Lately, I find most of my inspiration in movies. The last story that I shot was inspired by the work of french director Jean Rollin. Sometimes I notice that I am subconsciously recreating screenshots from movies I like. The works of german director Werner Schoeter inspires me a lot too, expecially his lightning and the way he workes with female characters. I like to call Yelena Yemchuk my master. I was, and still am, a huge fan of her work. Once I was lucky to meet her in person. She was incredibly kind to me and let me assist her. After that shoot I think i can call her my friend. I’m a big fan of Vincent van de Wijngaard, whom I wish one day to meet in person. Ryan Mcginley and Tim Barber are masters of modern american photography, I respect them a lot. I remember when me and my friends for the first time saw Mcginley’s serie of naked people. It was 2004 and we were in Moscow. We were shocked because it was something so different from our reality.
How is your relationship with your subjects? How do you work with them?
Most of the time I take pictures of women; I feel it is a self portrait in a way. You don’t need to force someone to do or feel something for the picture.
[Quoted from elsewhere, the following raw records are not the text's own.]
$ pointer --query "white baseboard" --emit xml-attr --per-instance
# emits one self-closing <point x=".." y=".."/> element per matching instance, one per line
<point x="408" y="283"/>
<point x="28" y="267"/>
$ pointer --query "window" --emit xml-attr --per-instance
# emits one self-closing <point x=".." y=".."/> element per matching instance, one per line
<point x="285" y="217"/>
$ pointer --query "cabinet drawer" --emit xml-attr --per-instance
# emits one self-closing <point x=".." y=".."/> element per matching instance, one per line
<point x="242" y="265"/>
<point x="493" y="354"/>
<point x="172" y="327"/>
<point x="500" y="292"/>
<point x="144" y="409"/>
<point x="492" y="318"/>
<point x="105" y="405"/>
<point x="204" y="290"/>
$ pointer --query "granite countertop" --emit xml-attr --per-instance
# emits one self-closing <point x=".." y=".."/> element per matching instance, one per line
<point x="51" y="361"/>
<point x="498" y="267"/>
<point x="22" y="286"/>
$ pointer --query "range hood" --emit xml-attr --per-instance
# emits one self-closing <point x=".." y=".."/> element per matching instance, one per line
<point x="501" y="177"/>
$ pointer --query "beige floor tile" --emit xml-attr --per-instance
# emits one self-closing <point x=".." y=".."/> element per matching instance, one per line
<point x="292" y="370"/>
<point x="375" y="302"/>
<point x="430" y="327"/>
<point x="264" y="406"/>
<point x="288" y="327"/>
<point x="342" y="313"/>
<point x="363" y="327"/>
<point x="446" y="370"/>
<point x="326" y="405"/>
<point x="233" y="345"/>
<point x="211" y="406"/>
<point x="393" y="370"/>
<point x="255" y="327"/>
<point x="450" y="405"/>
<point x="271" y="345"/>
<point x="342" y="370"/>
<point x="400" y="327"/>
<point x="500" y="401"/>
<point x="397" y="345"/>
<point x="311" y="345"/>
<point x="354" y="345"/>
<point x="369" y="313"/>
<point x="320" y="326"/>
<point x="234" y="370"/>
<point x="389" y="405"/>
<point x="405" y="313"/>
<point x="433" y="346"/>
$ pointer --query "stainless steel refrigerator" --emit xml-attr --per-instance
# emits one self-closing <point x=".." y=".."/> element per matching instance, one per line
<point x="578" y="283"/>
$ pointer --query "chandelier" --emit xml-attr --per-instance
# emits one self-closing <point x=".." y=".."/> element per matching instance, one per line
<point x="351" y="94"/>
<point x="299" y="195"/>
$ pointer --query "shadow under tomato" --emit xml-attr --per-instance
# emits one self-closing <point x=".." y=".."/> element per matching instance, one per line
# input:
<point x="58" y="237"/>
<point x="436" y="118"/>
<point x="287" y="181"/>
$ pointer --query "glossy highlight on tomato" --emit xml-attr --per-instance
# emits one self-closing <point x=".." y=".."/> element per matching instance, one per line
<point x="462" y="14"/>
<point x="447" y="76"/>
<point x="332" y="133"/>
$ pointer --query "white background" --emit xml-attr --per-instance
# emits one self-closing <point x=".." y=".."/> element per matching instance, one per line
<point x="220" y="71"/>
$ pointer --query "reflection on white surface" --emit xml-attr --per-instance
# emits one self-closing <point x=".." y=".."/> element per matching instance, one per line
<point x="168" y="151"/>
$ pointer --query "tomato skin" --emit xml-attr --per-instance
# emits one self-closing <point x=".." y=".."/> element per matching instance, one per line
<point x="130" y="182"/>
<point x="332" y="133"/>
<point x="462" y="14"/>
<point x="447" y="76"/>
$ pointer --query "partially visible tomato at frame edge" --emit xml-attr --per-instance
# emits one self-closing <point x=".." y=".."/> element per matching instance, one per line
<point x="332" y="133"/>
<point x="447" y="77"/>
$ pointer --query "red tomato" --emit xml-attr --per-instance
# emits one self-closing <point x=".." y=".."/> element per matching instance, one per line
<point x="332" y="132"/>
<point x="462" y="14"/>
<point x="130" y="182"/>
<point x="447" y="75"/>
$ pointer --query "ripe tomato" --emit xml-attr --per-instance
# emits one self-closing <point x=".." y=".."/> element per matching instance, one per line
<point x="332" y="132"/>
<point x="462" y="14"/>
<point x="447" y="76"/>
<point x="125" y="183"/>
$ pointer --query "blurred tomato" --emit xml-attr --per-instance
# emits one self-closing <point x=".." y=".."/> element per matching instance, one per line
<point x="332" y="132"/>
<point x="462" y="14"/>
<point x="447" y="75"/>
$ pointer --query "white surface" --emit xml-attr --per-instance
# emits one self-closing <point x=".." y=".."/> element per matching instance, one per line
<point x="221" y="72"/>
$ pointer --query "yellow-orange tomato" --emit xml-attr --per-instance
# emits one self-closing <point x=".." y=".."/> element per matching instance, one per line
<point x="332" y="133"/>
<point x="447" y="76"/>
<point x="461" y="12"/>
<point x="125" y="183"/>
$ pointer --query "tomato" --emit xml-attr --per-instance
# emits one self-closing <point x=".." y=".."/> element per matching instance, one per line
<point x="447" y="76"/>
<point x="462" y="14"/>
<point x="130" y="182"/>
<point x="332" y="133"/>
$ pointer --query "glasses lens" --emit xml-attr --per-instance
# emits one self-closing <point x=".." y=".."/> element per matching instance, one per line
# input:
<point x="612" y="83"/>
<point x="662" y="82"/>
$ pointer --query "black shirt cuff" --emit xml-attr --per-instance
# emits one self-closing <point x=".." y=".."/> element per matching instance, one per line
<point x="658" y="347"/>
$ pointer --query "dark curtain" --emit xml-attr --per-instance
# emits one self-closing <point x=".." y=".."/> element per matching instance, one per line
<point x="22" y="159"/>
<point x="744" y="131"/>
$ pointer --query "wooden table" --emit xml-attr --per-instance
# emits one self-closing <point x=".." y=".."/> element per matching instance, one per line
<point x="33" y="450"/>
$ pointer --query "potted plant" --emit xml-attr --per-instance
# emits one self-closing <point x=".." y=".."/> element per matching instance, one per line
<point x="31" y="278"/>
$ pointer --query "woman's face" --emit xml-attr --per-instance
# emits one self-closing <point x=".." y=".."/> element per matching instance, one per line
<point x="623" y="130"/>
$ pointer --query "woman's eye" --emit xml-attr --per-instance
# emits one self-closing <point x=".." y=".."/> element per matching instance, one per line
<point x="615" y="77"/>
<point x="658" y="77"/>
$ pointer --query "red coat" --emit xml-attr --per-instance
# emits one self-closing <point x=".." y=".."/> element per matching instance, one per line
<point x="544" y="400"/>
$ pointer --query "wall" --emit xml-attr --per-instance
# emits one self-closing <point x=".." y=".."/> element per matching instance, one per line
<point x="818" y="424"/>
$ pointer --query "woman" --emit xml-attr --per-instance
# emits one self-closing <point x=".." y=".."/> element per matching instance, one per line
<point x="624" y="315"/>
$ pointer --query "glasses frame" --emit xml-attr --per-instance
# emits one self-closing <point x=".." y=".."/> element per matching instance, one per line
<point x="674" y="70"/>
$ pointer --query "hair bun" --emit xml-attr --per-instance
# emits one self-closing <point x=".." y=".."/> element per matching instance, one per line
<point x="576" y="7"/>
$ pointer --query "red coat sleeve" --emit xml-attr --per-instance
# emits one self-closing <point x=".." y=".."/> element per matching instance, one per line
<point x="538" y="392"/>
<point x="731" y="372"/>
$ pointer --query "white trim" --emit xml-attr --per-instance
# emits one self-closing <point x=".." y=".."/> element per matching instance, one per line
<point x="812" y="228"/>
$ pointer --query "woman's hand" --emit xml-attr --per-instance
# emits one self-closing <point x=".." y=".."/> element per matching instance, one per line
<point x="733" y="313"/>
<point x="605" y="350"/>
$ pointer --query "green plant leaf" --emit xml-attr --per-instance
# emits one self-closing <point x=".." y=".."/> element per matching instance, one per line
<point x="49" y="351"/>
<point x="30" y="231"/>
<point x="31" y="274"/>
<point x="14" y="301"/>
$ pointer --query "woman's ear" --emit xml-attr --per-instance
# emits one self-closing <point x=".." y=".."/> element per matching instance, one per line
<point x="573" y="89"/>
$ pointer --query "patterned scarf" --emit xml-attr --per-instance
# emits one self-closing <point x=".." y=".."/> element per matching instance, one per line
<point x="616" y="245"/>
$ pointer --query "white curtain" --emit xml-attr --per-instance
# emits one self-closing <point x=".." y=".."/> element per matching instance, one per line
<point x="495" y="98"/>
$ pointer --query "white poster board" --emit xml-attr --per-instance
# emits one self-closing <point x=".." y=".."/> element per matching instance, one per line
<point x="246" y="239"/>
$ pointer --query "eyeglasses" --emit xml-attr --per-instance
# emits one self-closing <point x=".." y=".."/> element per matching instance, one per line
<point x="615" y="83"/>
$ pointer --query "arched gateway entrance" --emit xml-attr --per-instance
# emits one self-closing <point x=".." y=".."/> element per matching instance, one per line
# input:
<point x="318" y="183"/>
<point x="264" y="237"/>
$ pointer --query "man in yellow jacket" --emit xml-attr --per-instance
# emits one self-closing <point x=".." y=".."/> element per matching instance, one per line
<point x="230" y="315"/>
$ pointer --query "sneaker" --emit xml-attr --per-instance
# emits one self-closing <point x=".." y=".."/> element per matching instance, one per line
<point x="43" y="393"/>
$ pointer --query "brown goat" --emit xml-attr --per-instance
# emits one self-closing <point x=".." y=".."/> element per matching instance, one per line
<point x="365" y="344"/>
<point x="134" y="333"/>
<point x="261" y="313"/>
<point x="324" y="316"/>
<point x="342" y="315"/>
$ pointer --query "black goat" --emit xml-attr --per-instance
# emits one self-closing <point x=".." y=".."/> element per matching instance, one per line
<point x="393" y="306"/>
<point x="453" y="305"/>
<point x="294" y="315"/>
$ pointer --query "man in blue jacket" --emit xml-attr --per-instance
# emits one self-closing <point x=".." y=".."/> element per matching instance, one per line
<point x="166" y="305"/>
It’s much better if the person on your picture is feeling natural free and open – this way you can truly communicate with the subject.
What cameras do you use and what was your first camera?
I use Canon 5D mark2 and Canon 5D film. I also have a small Ricoh film camera that I always take with me, and I also use Canon powershot G12 sometimes.
Did you learn this studying art / by your self / from your family / friends?
I don’t have any photography education, unfortunately. It’s just practising. Photography is the reflection of yourself: the key to producing decent photography is being a decent person. Nowdays, everybody have an opportunity to self-educate – books, movies and articles are all available online.
How would you describe your works?
It is ultimately a search for the meaning of beauty, driven to its very limit. I would like to achieve a level of proficiency where my visual language has no obstacles.
Do you think your nationality and culture influence your vision and the way you take pictures?
I think Russian people are very passionate. It’s a very strange mix: Russia is messy and chaotic like Asia, but at the same time extremly cold and distant, as people are restrained from the outside, but with an uncontrolled fire in them. I feel the same in me. I don’t think that my pictures are showing my nationality, but this combination that I described is helpful in photograhpy. Because I have to be very concentrated to take a good picture, but at the same time you cannot work only with your head – the picture will be boring and average this way.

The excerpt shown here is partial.